Nous venons de suivre que l’état Camerounais a récemment pris une décision forte en retirant à plusieurs multinationales des permis d’exploitation de trois gisements miniers stratégiques pour les transférer à la Société nationale des mines (Sonamines). Il s’agit du gisement de Nkamouna-Lomié (cobalt, nickel chrome), du gisement de rutile d’Akonolinga et du gisement de diamant de Mobilong. A première vue cette décision panafricaniste est à saluer et en étroite ligne avec nouvelle vision minière africaine sauf que :
Finalement, la Sonamines s’embourbe. Ils veulent tout et sont capables de rien.
1- ils ont l’exclusivité de la collecte et commercialisation de l ‘Or au Cameroun
2- Ils ont l’exclusivité du raffinage de l’or au Cameroun
3- C’est la Sonamines qui délivre les agréments
4- C’est la Sonamines qui négocie tous les contrats et conventions minières au Cameroun
5- Voilà comme ça ne suffisait pas on leur donne 3 projets compliqués (rutile, nickel chrome, diamant) que même les majors n’ont pas pu développer.
La Sonamines a décidé d’être une société écran, de blanchiment, car c’est clair qu’ils n’ont pas de capacité financière et technique pour développer ces projets. Ils devront dans ce cas aller trouver des partenaires (financiers, et techniques); ce qui signifie faire de la spéculation.

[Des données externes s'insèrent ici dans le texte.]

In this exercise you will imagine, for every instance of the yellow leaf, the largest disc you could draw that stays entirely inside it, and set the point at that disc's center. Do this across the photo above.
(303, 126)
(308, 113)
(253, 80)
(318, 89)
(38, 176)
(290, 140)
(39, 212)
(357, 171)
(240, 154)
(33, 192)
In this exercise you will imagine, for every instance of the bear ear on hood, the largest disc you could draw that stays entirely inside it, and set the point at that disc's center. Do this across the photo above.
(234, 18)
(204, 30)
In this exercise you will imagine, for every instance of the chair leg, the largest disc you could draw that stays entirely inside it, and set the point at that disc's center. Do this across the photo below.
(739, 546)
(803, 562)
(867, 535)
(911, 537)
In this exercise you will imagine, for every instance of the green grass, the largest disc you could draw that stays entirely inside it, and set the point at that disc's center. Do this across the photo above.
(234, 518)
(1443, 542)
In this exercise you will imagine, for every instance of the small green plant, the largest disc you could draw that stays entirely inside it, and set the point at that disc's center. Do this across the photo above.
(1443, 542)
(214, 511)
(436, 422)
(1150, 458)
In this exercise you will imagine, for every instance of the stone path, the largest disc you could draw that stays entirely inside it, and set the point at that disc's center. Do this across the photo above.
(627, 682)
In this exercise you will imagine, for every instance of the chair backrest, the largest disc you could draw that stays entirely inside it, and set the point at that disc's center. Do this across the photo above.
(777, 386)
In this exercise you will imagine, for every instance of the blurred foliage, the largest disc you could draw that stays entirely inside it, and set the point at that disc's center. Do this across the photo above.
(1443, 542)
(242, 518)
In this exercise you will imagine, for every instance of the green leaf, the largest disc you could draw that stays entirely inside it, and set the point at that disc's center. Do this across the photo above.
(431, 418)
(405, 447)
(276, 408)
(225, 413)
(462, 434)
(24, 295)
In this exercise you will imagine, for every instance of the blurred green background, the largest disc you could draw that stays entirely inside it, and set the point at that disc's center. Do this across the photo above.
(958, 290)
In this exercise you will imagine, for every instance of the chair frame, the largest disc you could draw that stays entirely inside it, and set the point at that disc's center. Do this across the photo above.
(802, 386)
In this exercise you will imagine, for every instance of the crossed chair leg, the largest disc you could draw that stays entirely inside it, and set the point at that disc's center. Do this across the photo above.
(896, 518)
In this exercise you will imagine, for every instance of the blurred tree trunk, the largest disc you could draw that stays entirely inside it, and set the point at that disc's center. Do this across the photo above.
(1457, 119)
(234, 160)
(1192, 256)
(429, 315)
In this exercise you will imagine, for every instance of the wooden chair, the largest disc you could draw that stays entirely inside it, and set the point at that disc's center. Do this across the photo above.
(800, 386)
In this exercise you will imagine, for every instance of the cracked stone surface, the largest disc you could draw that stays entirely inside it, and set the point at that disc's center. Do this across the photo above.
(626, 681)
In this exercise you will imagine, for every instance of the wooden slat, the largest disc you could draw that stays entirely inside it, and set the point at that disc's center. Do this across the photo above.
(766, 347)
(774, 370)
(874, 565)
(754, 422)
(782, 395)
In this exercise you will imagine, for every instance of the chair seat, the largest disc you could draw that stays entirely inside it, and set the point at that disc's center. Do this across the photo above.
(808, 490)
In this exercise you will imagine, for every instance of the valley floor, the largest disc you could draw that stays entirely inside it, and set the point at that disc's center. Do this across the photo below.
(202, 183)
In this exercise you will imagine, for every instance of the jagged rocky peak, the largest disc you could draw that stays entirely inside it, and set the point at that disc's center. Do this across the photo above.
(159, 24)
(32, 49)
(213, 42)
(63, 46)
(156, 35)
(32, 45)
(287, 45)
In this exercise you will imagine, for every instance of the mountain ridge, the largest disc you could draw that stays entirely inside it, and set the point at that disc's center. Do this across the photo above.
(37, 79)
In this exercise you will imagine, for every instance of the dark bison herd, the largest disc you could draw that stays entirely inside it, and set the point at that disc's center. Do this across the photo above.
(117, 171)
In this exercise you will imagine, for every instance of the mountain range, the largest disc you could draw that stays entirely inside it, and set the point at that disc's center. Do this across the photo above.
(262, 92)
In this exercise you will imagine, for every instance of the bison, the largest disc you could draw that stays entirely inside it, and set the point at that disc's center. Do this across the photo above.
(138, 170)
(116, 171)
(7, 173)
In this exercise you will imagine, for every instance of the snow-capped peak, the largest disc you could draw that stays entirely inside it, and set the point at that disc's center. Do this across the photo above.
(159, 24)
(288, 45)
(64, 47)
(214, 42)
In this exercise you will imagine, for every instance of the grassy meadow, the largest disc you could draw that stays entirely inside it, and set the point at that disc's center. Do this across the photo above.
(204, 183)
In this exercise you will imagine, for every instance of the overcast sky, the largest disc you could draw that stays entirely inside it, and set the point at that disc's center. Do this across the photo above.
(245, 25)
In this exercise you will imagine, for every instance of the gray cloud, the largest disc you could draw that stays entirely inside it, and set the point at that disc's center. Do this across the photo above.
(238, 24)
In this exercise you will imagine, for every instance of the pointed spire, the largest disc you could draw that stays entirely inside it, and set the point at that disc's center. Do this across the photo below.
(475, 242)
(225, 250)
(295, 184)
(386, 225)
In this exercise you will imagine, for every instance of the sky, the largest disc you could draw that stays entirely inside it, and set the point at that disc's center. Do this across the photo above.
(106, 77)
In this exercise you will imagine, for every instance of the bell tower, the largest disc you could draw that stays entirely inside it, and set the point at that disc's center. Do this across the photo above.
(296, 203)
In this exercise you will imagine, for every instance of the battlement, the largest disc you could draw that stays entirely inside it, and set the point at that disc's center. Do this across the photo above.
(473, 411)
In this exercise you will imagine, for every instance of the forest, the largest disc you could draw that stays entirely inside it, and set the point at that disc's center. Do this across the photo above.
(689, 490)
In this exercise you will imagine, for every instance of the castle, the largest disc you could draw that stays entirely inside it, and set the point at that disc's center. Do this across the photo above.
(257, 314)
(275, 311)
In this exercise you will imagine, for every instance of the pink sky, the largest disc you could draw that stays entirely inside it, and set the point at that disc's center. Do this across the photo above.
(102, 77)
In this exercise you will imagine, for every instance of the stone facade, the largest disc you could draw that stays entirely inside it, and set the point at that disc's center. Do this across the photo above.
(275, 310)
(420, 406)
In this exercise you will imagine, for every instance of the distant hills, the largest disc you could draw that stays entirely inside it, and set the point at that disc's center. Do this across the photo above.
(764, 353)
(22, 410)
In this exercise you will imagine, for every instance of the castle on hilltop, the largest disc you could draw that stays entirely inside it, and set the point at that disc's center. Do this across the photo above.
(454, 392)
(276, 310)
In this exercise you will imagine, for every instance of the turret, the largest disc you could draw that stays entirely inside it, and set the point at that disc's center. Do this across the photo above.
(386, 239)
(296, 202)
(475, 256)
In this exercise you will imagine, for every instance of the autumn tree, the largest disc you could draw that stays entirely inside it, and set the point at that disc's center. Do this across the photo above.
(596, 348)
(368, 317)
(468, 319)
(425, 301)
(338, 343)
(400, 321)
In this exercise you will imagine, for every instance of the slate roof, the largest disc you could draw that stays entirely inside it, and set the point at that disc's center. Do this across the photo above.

Mais pour y arriver ils doivent comprendre tous ces projets, refaire certains travaux. Sans argent ou financement ça sera mission impossible.
Ils seront donc obligés d’aller brader et c’est ce qui va se passer; c’est en principe ce que recherche l’état Camerounais. Le Gouvernement passe par la Sonamines pour mieux brader ces trois projets, c’est un scénario classique de bradage pour être en conformité avec les normes ITIE.
La Sonamines dans son double rôle de régulateur- operateur aura un sérieux problème pour lever les fonds, trouver des partenaires techniques sérieux. Ils vont être obligés de se tourner vers les pilleurs maison tels que les chinois, indiens ou libanais.
Bien avant, et conformément au code minier le MINMIDT (l’Etat Camerounais) devra délivrer des titres miniers à la Sonamines sur chaque de ces projets pour atteindre leur objectif.
Nous attendons tous ce moment-là afin que le monde entier voie les limites du code minier de 2023 qui doit être changé de toute urgence.
L’état camerounais doit redéfinir les missions de la Sonamines car elles sont incompatibles aux normes et standards internationaux.